Denote $\vct{w} \sim \pd$ to mean the probability of $\vct{w} \left(\prob(\vct{w})\right)$ according to the $\pd$ distribution.
One of the aggregates we desire to compute over the polynomial $\poly(X_1,\ldots, X_\numTup)$ is the expectation, denoted,
\[\expct_{\wVec \sim \pd}\pbox{\poly(\wVec)} = \sum\limits_{\wVec \in \{0, 1\}^\numTup} \poly(\wVec)\cdot \prob(\wVec).\]

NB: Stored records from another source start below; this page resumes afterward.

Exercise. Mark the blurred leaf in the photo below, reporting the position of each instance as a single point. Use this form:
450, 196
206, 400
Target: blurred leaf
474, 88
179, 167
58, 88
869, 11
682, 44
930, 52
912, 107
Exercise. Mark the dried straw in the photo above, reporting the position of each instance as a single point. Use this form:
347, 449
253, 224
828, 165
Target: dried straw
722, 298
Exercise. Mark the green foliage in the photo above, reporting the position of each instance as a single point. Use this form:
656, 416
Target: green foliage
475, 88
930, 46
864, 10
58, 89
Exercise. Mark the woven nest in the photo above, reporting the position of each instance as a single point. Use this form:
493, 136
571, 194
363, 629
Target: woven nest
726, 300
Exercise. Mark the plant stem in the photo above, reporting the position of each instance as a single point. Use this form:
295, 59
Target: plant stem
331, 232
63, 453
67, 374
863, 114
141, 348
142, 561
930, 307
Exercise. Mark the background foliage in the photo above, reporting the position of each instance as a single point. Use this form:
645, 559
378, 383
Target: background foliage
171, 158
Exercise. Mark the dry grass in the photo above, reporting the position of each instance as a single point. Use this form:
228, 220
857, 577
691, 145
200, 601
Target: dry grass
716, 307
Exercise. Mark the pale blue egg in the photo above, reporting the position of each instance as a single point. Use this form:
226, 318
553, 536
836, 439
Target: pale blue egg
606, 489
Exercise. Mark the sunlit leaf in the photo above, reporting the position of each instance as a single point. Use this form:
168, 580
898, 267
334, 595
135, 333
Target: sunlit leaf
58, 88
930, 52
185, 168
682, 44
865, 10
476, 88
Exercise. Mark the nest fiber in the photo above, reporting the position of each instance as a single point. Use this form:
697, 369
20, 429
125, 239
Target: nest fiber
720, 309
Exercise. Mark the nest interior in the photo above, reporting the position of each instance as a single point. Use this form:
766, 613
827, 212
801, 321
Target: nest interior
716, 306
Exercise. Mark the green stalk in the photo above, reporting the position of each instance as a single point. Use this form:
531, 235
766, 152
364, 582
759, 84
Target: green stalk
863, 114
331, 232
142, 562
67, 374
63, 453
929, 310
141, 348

A specific probabilistic data model is the Tuple Independent Database (\ti).  This is a database model in which each table is a set of tuples, each of which are independent of one another, and individually occur with a specific probability, $\prob_\tup$.

There are features of $\ti$ that we can exploit.  Note that a $\ti$ with $\numTup$ tuples naturally has $2^\numTup$ possible worlds, each of which can be conveniently modeled by an $\numTup$ bit string.  The bit-string world value can be used as an index to determine which tuples are present in the $\wVec$ world.  Given an $\numTup$ vector $\vct{p}$, where the $i^{th}$ element, $\prob_i$ is the probability of the $i^{th}$ tuple, we can then write an equivalent expectation for $\ti$ models,

\[\expct_{\wVec\sim \pd^{\vct{p}}}\pbox{\poly(\wVec)} = \sum\limits_{\wVec \in \{0, 1\}^\numTup} \poly(\wVec)\prod_{\substack{i \in [\numTup]\\ s.t. \wElem_i = 1}}\prob_i \prod_{\substack{i \in [\numTup]\\s.t. w_i = 0}}\left(1 - \prob_i\right).\]